Re: Loop unrolling-related SPEC regressions?
- From: Tim Prince <tprince at computer dot org>
- To: Andreas Jaeger <aj at suse dot de>,Paolo Carlini <pcarlini at unitus dot it>
- Cc: Jan Hubicka <jh at suse dot cz>,gcc at gcc dot gnu dot org
- Date: Mon, 4 Feb 2002 15:47:48 -0800
- Subject: Re: Loop unrolling-related SPEC regressions?
- References: <3C5ADF19.6A6865D9@unitus.it> <3C5EDB04.220770DE@unitus.it> <email@example.com>
- Reply-to: tprince at computer dot org
On Monday 04 February 2002 11:48, Andreas Jaeger wrote:
> Paolo Carlini <firstname.lastname@example.org> writes:
> > Jan Hubicka wrote:
> >> THe base/peak flags are not supposed to bring best performance,
> >> but be good for testing majority of gcc features.
> > That's really enlightening Honza! Thanks for the clarification.

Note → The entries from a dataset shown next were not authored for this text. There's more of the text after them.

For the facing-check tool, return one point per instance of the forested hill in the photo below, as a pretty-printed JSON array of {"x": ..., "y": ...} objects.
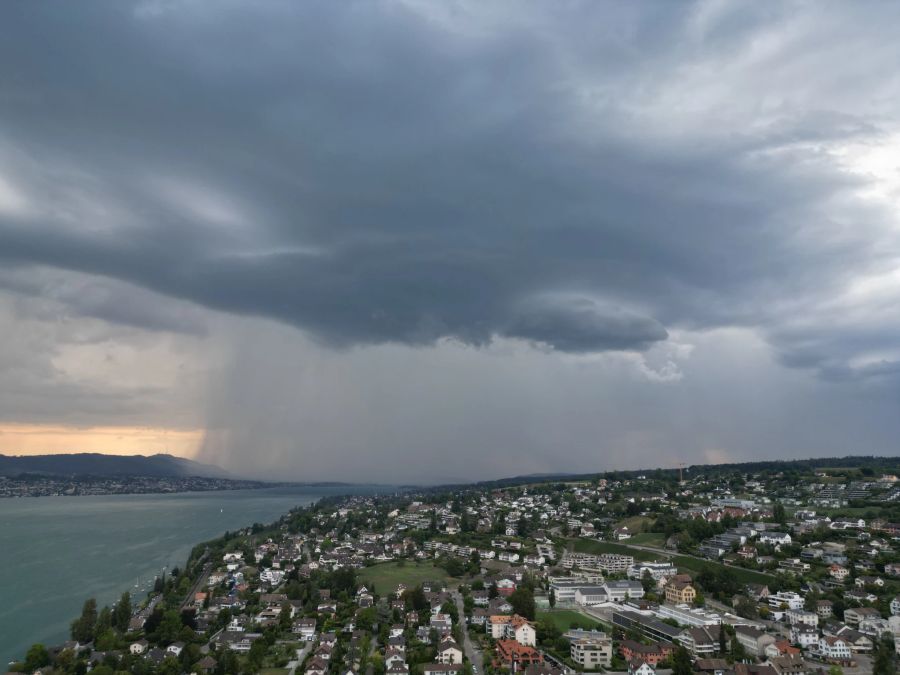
[{"x": 95, "y": 464}]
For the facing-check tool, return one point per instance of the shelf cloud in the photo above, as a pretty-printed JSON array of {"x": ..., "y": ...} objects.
[{"x": 601, "y": 186}]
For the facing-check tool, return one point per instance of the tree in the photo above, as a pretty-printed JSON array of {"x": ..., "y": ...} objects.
[
  {"x": 122, "y": 612},
  {"x": 738, "y": 653},
  {"x": 83, "y": 627},
  {"x": 883, "y": 663},
  {"x": 778, "y": 514},
  {"x": 37, "y": 657},
  {"x": 681, "y": 662}
]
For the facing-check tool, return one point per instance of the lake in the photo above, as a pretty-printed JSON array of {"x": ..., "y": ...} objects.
[{"x": 55, "y": 552}]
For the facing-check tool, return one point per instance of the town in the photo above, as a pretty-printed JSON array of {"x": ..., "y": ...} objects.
[
  {"x": 34, "y": 485},
  {"x": 769, "y": 568}
]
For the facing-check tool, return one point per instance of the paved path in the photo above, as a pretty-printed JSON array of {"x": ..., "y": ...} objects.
[
  {"x": 301, "y": 654},
  {"x": 201, "y": 580},
  {"x": 469, "y": 650}
]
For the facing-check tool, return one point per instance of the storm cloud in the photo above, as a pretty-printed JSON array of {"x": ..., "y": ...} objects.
[{"x": 596, "y": 181}]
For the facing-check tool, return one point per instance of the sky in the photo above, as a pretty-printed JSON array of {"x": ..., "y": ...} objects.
[{"x": 418, "y": 241}]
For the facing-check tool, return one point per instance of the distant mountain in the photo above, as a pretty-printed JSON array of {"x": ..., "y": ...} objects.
[{"x": 95, "y": 464}]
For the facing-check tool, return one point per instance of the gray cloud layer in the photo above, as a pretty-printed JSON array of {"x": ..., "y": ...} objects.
[{"x": 587, "y": 177}]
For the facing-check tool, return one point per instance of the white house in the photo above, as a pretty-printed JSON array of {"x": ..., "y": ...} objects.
[
  {"x": 774, "y": 538},
  {"x": 796, "y": 616},
  {"x": 138, "y": 647},
  {"x": 834, "y": 648},
  {"x": 804, "y": 635},
  {"x": 449, "y": 652},
  {"x": 895, "y": 606}
]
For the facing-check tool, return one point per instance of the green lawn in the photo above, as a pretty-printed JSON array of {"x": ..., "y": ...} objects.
[
  {"x": 684, "y": 562},
  {"x": 635, "y": 523},
  {"x": 744, "y": 576},
  {"x": 386, "y": 576},
  {"x": 657, "y": 539},
  {"x": 593, "y": 546},
  {"x": 566, "y": 619}
]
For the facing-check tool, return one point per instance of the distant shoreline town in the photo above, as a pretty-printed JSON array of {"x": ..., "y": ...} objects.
[
  {"x": 761, "y": 569},
  {"x": 79, "y": 486}
]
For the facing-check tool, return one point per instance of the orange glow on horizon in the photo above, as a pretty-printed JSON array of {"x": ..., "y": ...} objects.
[{"x": 54, "y": 439}]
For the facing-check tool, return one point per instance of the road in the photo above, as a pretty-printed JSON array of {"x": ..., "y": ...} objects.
[
  {"x": 201, "y": 580},
  {"x": 469, "y": 650},
  {"x": 668, "y": 554},
  {"x": 301, "y": 654}
]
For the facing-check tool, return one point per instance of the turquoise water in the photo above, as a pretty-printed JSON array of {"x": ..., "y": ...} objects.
[{"x": 55, "y": 552}]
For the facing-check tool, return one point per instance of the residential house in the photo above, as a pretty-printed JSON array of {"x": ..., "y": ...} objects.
[
  {"x": 702, "y": 640},
  {"x": 592, "y": 653},
  {"x": 442, "y": 669},
  {"x": 834, "y": 649},
  {"x": 521, "y": 630},
  {"x": 804, "y": 635},
  {"x": 754, "y": 641},
  {"x": 449, "y": 652},
  {"x": 679, "y": 592},
  {"x": 652, "y": 653},
  {"x": 640, "y": 667},
  {"x": 510, "y": 654},
  {"x": 854, "y": 615}
]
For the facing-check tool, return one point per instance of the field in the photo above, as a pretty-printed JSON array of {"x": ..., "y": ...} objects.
[
  {"x": 744, "y": 576},
  {"x": 386, "y": 576},
  {"x": 687, "y": 563},
  {"x": 593, "y": 546},
  {"x": 635, "y": 523},
  {"x": 566, "y": 619},
  {"x": 657, "y": 539}
]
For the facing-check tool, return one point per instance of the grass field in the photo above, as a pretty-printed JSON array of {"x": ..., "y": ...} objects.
[
  {"x": 386, "y": 576},
  {"x": 744, "y": 576},
  {"x": 566, "y": 619},
  {"x": 592, "y": 546},
  {"x": 649, "y": 539},
  {"x": 635, "y": 523},
  {"x": 687, "y": 563}
]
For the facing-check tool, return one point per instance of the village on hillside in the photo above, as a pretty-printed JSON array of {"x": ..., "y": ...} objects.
[{"x": 766, "y": 570}]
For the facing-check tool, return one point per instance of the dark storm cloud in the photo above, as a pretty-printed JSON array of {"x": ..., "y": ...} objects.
[{"x": 384, "y": 172}]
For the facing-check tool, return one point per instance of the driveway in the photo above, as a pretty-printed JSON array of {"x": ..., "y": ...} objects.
[{"x": 469, "y": 650}]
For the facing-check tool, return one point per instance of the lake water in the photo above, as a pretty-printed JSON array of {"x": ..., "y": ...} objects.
[{"x": 55, "y": 552}]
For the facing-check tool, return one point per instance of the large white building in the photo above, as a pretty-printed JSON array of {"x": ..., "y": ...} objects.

> > We should also remember this when someone compares the SPEC numbers made
> > available by other compiler producers with those of GCC: my guess is that
> > this kind of rationale for choosing the PEAK flags it's unfortunately not
> > so widespread...
> Didn't I mention it that way? Feel free to send a patch for my SPEC
> page to clarify what we're doing...
Of course, compilers which are sold on the basis of SPEC base performance
have different approach to default options than gcc. One expects the
base option set to be the one which is the best single setting conforming to
the limit on number of options, to obtain the highest rating. Thus, a
compiler such as Intel's makes a simple option package such as
'icc -xW -Oi-'
roughly equivalent to
'gcc -msse2 -march=pentium4 -Os -funroll-loops -mpreferred-stack-boundary=4
with even the base rating depending on Profile Guided Optimization.
Of course, one expects the peak rating to be found with a set of options
which produces the fastest acceptable result for each test, not necessarily
the most aggressive group of optimizations. In that light, the SPEC
disclosures allow one to speculate as to how much trial and error work was
needed to obtain the results submitted, and how much more might be needed to
achieve equivalent performance on a typical application.
I thank Andreas and Honza for explaining the difference between what they
have done and what some of us may have expected.